Des recommandations sectorielles à creuser bien sûr
- Dans les services personnels : rendez-vous en visioconférence si possible, supports marketing compatibles développement durable, produits d’entretien écologiques et biodégradables…
- Dans l’industrie : faire très attention au tri et au recyclage des déchets industriels, optimiser la consommation ou la revalorisation des matières premières (chutes, pertes, gaspillages…), installer des détecteurs de présence dans les ateliers ou usines pour optimiser l’éclairage ou le chauffage, et bien sûr explorer la possibilité d’alimenter son activité avec des énergies renouvelables, s’intéresser à l’économie circulaire car vos déchets ou extrants sont peut-être l’or ou les intrants d’un voisin
- Dans l’enseignement : le sujet est un peu plus complexe car j’ai souvent entendu des recommandations comme « créer des supports numériques » mais en réalité, si cela oblige chaque apprenant à acheter une tablette ou un PC ce n’est pas forcément la meilleure idée (donc à voir au cas par cas), en revanche recréer de la convivialité dans l’enseignement en proposant aux classes ou groupes de gagner en autonomie (co-créer le cours, passer en mode projet, évaluation entre pairs, classe inversée), ça n’a pas grand chose à voir avec l’écologie (quoique) mais c’est cool et un autoentrepreneur a parfois plus de liberté pour innover qu’un salarié en centre de formation ou qu’un professeur dépendant de l’éducation nationale alors profitons-en !
- Dans la santé, la coiffure et les soins du corps, les activités de nettoyage : dématérialiser les factures, utiliser des produits d’hygiène / désinfection / cosmétiques éco-labellisés, installer des économiseurs d’eau, donner les cheveux coupés aux associations spécialisées, etc.
- Dans le BTP travaux de finition : privilégier les matériaux écologiques et les peintures à faible teneur en COV, optimiser les déplacements/transports/approvisionnements en ayant une bonne gestion du calendrier des chantiers (voire, dans la campagne vendéenne, j’ai vu récemment des attelages de chevaux/ânes être utilisés pour retirer les troncs d’arbre coupés sur un chantier), mettre en place une gestion ambitieuse du tri et de la valorisation des déchets de chantier (comme pour l’industrie)

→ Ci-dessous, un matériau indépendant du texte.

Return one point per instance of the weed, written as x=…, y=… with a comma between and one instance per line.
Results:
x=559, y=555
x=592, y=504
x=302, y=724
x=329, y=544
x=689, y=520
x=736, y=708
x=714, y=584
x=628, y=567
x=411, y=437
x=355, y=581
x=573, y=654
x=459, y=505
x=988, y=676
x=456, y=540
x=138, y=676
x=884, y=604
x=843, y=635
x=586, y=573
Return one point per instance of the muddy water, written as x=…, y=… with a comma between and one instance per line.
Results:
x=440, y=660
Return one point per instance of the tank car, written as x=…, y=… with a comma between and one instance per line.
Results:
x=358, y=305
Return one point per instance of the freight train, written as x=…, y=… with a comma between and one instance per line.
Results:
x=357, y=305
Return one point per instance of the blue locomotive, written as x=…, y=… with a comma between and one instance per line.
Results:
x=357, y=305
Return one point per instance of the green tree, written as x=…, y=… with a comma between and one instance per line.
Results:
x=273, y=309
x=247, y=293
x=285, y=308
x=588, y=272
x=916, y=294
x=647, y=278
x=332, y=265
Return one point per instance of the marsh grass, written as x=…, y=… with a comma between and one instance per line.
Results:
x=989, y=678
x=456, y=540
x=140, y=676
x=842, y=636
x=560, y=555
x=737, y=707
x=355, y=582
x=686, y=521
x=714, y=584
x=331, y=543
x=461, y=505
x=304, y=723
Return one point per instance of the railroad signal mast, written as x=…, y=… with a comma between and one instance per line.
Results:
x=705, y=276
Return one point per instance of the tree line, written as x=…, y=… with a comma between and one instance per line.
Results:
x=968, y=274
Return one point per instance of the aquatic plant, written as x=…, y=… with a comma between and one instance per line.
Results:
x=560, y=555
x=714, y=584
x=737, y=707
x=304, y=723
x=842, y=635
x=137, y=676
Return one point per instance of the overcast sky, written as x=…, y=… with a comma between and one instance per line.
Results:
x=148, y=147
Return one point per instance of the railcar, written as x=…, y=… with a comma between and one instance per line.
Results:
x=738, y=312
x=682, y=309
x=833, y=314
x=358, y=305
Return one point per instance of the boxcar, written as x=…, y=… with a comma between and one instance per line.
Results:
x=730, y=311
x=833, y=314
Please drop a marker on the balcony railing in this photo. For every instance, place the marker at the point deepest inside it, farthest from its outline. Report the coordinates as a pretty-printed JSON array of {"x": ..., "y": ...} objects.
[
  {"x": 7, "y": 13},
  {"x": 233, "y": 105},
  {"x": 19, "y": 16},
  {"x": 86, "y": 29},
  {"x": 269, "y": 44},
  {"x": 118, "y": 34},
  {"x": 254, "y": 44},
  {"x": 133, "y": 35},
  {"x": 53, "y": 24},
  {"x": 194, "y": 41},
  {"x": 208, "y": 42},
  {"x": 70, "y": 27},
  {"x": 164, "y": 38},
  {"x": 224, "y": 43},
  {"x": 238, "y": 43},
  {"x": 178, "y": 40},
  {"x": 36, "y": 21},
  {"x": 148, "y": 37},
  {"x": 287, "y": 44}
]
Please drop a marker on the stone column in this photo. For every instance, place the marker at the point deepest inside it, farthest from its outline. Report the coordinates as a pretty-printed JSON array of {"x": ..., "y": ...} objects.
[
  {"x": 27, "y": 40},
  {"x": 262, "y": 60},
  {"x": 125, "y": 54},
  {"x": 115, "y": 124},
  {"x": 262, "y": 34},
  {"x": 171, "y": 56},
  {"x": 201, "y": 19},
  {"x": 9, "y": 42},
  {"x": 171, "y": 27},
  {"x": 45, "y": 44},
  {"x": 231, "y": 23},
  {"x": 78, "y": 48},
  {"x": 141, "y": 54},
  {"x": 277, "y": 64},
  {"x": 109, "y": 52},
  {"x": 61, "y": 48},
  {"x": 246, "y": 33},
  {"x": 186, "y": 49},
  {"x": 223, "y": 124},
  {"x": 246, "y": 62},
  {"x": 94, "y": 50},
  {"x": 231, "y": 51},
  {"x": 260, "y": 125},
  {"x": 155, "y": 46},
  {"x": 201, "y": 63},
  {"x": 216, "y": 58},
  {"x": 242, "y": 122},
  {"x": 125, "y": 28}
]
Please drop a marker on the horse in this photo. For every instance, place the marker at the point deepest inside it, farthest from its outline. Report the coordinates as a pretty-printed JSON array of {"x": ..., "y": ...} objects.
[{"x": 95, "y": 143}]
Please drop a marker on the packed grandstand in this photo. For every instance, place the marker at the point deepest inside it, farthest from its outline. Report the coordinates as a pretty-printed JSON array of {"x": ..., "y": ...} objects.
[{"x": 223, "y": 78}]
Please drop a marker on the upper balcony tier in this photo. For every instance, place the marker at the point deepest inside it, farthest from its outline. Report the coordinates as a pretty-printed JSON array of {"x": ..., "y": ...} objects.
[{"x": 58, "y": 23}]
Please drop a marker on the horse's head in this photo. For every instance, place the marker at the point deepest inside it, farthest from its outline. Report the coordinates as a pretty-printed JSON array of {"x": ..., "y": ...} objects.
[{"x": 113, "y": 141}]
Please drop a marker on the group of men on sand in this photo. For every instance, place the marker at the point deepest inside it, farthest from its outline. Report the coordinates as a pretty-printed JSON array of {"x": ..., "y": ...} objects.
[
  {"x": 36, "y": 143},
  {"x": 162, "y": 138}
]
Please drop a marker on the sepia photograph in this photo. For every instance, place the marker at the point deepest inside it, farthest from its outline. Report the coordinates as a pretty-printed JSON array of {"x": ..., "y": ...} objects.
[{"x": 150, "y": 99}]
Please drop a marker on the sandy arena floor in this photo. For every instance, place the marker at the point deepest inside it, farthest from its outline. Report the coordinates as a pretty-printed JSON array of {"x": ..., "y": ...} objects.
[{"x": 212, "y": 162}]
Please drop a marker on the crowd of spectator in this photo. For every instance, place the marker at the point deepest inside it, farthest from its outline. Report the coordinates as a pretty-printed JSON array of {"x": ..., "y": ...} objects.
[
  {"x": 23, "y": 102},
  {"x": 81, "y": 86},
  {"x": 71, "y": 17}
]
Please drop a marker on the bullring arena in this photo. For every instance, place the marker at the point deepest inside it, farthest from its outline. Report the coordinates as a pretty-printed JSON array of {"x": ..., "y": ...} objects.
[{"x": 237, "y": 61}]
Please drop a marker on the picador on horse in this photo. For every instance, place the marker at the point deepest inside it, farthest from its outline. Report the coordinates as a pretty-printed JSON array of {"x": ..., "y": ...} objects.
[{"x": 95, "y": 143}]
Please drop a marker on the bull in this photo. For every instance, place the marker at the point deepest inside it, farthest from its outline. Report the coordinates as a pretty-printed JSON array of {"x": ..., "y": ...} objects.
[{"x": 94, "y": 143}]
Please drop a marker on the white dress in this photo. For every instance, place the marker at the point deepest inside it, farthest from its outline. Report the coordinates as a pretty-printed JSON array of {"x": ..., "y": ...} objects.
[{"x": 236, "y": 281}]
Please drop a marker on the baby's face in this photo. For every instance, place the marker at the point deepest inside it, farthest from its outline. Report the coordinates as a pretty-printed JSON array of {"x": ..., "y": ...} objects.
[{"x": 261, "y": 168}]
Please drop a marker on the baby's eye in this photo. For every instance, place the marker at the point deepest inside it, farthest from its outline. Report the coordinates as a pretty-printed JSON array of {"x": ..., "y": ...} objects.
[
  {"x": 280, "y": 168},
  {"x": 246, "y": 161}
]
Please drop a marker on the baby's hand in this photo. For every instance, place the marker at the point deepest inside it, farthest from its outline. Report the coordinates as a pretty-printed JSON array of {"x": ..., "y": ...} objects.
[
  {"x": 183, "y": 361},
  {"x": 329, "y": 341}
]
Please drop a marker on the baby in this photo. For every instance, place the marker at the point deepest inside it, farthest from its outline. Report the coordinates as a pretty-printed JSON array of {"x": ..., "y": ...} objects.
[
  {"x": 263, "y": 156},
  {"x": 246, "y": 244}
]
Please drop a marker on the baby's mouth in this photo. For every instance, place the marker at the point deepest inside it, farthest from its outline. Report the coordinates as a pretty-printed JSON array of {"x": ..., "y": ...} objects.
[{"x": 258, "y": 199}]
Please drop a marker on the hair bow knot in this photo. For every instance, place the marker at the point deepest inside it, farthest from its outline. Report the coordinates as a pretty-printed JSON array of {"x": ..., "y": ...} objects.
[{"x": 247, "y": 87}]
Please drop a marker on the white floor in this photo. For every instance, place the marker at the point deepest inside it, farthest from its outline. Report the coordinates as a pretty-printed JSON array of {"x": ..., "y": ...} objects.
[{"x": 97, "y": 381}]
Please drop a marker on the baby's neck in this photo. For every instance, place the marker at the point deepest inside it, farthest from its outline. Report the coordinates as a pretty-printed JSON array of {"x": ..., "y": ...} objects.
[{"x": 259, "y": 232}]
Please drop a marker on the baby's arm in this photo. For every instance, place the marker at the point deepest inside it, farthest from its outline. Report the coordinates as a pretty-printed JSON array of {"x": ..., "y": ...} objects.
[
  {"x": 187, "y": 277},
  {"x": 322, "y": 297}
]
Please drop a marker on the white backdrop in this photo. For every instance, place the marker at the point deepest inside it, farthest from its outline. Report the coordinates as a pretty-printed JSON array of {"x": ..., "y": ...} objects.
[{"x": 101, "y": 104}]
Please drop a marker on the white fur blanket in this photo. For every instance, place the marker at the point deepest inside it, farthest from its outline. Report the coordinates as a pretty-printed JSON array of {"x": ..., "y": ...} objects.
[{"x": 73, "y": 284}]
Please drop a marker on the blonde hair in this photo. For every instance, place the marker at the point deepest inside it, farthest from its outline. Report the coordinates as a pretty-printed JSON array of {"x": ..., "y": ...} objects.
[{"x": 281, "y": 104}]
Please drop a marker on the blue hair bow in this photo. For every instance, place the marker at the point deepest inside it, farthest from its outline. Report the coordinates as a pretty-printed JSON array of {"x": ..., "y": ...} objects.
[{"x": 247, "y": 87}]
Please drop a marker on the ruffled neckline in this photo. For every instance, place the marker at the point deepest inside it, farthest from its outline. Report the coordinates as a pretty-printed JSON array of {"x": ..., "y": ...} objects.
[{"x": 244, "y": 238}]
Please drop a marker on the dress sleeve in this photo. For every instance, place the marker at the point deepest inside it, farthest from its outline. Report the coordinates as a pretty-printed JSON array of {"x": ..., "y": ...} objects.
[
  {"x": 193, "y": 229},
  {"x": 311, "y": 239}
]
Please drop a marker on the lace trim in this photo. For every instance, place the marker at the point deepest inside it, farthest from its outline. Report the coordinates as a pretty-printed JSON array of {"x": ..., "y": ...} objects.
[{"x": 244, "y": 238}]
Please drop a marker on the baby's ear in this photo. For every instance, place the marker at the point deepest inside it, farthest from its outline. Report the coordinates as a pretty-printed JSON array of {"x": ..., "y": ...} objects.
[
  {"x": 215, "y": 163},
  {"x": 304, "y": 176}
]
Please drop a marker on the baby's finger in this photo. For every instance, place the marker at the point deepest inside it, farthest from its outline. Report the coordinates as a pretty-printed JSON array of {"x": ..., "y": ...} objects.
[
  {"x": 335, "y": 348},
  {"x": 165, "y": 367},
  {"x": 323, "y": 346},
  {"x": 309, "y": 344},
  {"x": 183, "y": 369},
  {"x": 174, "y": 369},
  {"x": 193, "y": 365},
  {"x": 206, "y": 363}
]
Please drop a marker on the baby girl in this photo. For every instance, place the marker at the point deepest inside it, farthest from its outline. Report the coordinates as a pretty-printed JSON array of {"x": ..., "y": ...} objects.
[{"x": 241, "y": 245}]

- Dans les arts et spectacles : il y a beaucoup de belles économies à réaliser car ce domaine intègre de nombreux vecteurs (l’événement en lui-même, sa préparation, le matériel, le public…), par exemple utiliser des décors et costumes réutilisables ou upcyclés, préférer des éclairages LED, encourager le public à utiliser le bus ou le métro pour s’y rendre, bannir les bouteilles plastique bien sûr, etc.
- Dans le secteur du conseil ou des autres activités scientifiques et techniques : on pensera en premier aux réunions en visioconférence pour limiter les déplacements de tous les acteurs d’un projet, mais aussi à tout ce qu’on a déjà dit en matière de matériel reconditionné, recyclage des consommables, dématérialisation, etc.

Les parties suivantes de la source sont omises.